When the Canadian trade Minister Chrystia Freeland came to Parliament's international trade committee earlier this year, she wanted to make one thing very clear: Canada is not the US. We will of course be welcoming Canada's Prime Minister Justin Trudeau to Strasbourg in October, something that I know many colleagues await with excitement.

Given the popularity of Trudeau among Europeans, it therefore seems strange that last week thousands were gathered on the streets of Brussels protesting a deal that would strengthen economic and political cooperation between the EU and the country he represents. 

For many out there on the streets, the comprehensive economic and trade agreement (CETA) and the transatlantic trade and investment partnership (TTIP) are interchangeable; two sides of the same coin. 

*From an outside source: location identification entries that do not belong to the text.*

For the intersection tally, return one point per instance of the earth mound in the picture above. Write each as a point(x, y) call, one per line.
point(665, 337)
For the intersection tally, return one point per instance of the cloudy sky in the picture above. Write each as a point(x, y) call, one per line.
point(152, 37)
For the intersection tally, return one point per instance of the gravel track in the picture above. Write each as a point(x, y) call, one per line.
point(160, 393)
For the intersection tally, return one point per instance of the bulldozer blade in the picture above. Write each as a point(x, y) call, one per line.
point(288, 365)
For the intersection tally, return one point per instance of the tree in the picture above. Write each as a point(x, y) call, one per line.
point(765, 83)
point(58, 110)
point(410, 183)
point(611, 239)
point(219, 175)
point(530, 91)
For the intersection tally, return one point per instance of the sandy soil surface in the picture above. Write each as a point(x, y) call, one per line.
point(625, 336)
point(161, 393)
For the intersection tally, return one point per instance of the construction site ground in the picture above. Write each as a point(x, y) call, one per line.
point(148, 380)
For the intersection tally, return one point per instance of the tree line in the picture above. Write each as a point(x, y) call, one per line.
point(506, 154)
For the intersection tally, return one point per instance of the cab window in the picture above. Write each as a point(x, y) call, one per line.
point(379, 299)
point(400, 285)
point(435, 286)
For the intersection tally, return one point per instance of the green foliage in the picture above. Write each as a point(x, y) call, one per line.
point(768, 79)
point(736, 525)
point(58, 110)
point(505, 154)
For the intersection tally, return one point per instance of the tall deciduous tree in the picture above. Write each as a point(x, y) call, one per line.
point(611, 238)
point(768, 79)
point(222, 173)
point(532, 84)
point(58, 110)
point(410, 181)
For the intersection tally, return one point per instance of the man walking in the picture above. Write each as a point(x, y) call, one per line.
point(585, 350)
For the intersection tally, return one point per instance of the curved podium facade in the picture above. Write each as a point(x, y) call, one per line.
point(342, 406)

Of course, trade policy is now - rightly in my view - centre stage and subject to unprecedented levels of scrutiny. But just like Canada is not the US, CETA is not TTIP and should be considered on its own merits.

First, in terms of market access this deal goes further than ever before. The Canadians have agreed for the first time to open up government contracts at the sub-federal level to foreign firms.

Public procurement markets are a big potential job creator in the EU but this issue is a major sticking point in the stalled TTIP negotiations. For our farmers, we have also managed to gain important opportunities in the Canadian dairy sector, as well as securing legal geographical protection for over 140 of our food products.

Second, the issue of regulatory cooperation is one that has been controversial in the TTIP debates. The collaboration foreseen in CETA is nowhere near the same scale as that proposed in the EU-US agreement. There is no doubt that with CETA, the EU will be able to maintain its high health and safety standards.

Third, the new Canadian government has always been willing to listen to our concerns and accommodate them. They shared our vision for a brand new transparent and public investment court system (ICS) and even went back into the text at the legal scrubbing stage - an unprecedented move - to replace the discredited investor-state dispute settlement (ISDS).

Finally and most importantly, unlike TTIP, the whole final CETA text is there on the table. CETA is concluded, whereas TTIP is still under negotiation and therefore its outcome is still uncertain. We can analyse each of CETA's 1500 pages rather than relying on position papers and half-finished documents. We can consider facts rather than rumours and conjecture.

Certain aspects of the deal, notably about public services, the new investment court system and workers' rights, need further clarifications.

Both European trade Commissioner Cecilia Malmström and Minister Freeland have declared that they would be open to legally binding declarations in addition to the CETA agreement to clear up any lingering doubts. I of course welcome this and I am confident that the debate in my group will be constructive and based on an accurate analysis of CETA's text and nothing else.